I was seriously messed up when I got to AA in the area of sex and relationships and stayed that way for a long time.
There were four issues:
Firstly, compulsive sexual activity.
Secondly, compulsive romantic activity.
Thirdly, relationships with crazy people.
Fourthly, craziness in relationships with sane people.
What I'm going to say may be surprising. With the first three, the answer was ...
STOP IT
The journey to stopping was long and painful, because I didn't want to. It's like drinking. You're not done until you're done. Once I was done, it was straightforward.
Then, I needed to take the first three Steps in these areas.
Step One: Once I start, I can't stop, and, left to my own devices, I start. When I start, it runs my life.
Step Two: God will show me a different path and empower me to walk it.
Step Three: Ask!
That process lasted maybe ... several minutes. It has taken the form of revelation rather than work.
Then, I had to apply bottom lines. I knew this from AA, but they don't call it that. They call it that in SLAA, my SLAA friends tell me. If you hang out at the barber's, you'll end up with a haircut. If I engage in certain activities, the compulsive and crazy activities are sure to follow. So I avoid certain places. I avoid certain activities (e.g. flirting).
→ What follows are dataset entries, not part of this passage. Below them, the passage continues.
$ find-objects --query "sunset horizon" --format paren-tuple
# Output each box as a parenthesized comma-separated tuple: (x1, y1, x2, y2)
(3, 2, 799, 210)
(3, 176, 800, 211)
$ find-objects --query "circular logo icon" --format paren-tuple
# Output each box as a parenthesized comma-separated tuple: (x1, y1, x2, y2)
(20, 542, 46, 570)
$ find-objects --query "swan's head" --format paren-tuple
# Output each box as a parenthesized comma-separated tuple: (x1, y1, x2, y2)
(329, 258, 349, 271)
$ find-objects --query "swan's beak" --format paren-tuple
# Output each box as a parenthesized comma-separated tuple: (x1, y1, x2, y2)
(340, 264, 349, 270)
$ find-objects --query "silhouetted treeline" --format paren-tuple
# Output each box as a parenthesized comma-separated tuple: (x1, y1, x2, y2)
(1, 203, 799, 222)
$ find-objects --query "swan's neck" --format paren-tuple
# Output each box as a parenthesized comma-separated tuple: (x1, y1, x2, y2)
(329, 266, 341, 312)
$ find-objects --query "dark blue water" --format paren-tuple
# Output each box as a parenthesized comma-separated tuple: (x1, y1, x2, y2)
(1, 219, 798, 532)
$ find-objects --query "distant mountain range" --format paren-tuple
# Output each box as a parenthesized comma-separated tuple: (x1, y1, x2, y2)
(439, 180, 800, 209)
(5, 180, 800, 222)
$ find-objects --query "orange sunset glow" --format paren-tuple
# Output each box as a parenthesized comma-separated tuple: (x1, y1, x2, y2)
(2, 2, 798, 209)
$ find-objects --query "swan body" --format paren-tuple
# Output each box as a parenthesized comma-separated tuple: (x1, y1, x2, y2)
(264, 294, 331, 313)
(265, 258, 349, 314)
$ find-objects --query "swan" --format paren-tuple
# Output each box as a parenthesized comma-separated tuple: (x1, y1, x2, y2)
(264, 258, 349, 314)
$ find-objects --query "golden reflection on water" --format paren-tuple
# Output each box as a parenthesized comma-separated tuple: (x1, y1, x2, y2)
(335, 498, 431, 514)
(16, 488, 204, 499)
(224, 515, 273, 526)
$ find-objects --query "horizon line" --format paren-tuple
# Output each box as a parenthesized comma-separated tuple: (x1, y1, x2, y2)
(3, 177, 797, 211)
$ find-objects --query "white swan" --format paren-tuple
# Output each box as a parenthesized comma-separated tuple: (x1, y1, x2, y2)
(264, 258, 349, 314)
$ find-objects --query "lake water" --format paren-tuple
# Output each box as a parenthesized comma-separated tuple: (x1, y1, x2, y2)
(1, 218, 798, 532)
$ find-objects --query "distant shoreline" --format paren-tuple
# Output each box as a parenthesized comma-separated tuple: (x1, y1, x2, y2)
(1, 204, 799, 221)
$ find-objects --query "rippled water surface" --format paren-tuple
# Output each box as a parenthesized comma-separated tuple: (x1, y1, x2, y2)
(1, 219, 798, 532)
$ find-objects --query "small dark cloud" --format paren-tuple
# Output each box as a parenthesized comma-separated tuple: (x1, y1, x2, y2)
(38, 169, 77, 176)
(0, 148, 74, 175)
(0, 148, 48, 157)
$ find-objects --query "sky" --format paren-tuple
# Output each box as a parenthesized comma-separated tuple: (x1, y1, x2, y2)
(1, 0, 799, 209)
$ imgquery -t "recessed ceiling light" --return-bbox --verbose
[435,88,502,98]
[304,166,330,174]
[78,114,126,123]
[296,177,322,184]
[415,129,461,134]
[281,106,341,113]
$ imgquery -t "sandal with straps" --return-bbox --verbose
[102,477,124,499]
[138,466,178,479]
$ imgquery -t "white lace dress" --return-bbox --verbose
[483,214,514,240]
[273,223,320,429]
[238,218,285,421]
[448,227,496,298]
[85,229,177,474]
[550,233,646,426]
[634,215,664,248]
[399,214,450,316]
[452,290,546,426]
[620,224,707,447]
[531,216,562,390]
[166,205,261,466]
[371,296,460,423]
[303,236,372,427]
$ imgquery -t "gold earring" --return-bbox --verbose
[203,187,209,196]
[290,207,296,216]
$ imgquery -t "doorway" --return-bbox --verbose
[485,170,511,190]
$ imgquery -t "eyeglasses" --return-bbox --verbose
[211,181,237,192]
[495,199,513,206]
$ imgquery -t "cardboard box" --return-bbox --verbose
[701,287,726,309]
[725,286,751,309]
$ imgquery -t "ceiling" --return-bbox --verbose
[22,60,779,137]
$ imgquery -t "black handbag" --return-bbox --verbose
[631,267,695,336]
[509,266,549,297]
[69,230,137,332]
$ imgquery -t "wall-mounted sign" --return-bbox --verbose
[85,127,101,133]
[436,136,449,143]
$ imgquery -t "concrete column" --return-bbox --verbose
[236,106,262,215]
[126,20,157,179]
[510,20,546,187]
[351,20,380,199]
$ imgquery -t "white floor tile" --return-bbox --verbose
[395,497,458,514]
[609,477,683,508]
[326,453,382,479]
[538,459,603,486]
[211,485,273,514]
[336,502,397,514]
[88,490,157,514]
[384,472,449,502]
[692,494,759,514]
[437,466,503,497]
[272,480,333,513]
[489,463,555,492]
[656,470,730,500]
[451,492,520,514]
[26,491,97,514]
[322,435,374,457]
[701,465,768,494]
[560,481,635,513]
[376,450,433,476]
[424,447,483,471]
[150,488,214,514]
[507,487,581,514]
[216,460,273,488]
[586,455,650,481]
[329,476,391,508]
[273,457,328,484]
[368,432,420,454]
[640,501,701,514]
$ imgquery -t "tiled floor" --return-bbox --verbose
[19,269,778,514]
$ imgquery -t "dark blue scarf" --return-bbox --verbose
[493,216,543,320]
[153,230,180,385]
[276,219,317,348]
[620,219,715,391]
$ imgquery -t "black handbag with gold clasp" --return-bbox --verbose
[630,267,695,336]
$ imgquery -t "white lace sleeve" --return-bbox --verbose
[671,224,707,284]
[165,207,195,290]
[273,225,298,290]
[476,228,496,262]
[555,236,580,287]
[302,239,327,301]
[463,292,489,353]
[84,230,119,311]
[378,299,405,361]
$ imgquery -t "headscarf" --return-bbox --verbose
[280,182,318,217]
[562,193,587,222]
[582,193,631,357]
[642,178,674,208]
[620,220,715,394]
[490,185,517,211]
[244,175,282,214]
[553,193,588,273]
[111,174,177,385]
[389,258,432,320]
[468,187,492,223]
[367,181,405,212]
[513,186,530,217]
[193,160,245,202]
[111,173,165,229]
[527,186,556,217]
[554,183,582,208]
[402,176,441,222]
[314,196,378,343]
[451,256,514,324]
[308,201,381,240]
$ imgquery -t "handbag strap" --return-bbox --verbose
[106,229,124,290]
Abstinence was the prerequisite for recovery. Then, the Twelve Steps were the answer. There was a small amount of work in Steps Four to Nine, but, since I already had a programme that had cleared out the past and given me the information I needed about what my character defects were, there was little mileage in these Steps. Once I know what my defects are, have confessed them, and have made it up with people, I have to get on with the business of changing in Steps Ten through Twelve. Steps Ten and Eleven are the method; Step Twelve is the substance.
Firstly, Step Twelve: carrying the message. A lot of free time was opened up. I poured that into Step Twelve (sponsorship and other service).
Secondly, Step Twelve: developing other avenues and interests in my life.
Thirdly, Step Twelve: applying the principles of the programme to relationships. This is how the fourth problem was solved ('craziness in relationships with sane people').
All of this was remarkably straightforward in the end.
(a) Devise a sane and sound ideal for sex, romance, dating, and relationships.
(b) Mine all of the materials in the Big Book, the Twelve Steps and Twelve Traditions, the Twelve Traditions, and the Twelve Concepts to establish the new principles by which I was going to live.
Postscript:
I tried many other approaches to understand, fix, reconfigure, or recover from the crazy and compulsive activities. I honestly don't know if I was particularly dense, unwell, or unwilling or if the nature of my problem was different. In my case, though, there was 'brief recovery, followed always by a still worse relapse'. All of the structures remained intact. I was in the same position as the chap on page 27 of the Big Book:
Though experience had made him skeptical, he finished his treatment with unusual confidence. His physical and mental condition were unusually good. Above all, he believed he had acquired such a profound knowledge of the inner workings of his mind and its hidden springs that relapse was unthinkable. Nevertheless, he was drunk in a short time. More baffling still, he could give himself no satisfactory explanation for his fall.
As with drink, the answer turned out to be a psychic change, which started with saying:
I DON'T KNOW
... and letting myself be guided to a an entirely different way of living.
I didn't need to fix crazy-land. I just needed to board the first bus leaving crazy-land. And, fortunately, as soon I was ready, the bus appeared. I have understood a lot about crazy-land in retrospect, but that's of academic interest. The key, as the Twelve Steps and Twelve Traditions suggests, was willingness. Once I didn't want what I had, I was ready to let go and be given something new by holding out empty hands.